- Em 1.629 metros de profundidade, no Mar do Sul da China, oito tubarões-dorminhocos do Pacífico disputaram uma carcaça para simular um banquete de baleia no leito oceânico.
- O objetivo é entender o ecossistema abissal: como predadores de topo localizam nutrientes e como uma única alimentação sustenta centenas de espécies por décadas.
- O cheiro da decomposição alcança sensores a quilômetros de distância, permitindo observar a alimentação, a hidrodinâmica do cenário e as rotas de busca dos predadores.
- A presença em águas tropicais surpreende: oito animais mediam entre três e quatro metros, indicando população ativa; águas profundas do Mar da China Meridional permanecem frias o suficiente para abrigar espécies de clima frio.
- Limitações: carcaças de boi não reproduzem exatamente a baleia, mas ajudam a estudar estratégias de caça; a escolha do ponto no oceano foi determinante para o rápido encontro com os tubarões.

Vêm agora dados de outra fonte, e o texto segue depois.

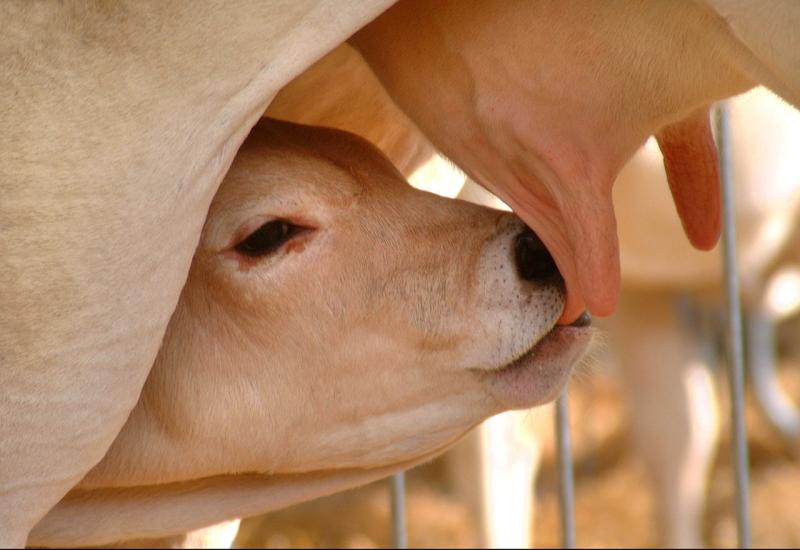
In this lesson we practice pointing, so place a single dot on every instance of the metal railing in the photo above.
(735, 361)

Com 1.629 metros de profundidade, oito tubarões gigantes foram observados em um experimento no Mar da China Meridional. A queda de uma carcaça de animal terrestre serviu para simular uma baleia, criando um banquete em ambiente de escuridão total. A ação ocorreu em águas profundas, onde a alimentação se tornou um evento significativo para o ecossistema.
A experiência visou entender como predadores de topo localizam nutrientes em altas profundidades. A carcaça atraiu carniceiros de grande porte, e o cheiro de decomposição viajou por correntes submersas até os sensores instalados pelos pesquisadores. O objetivo é mapear fluxos de nutrientes e relações entre espécies.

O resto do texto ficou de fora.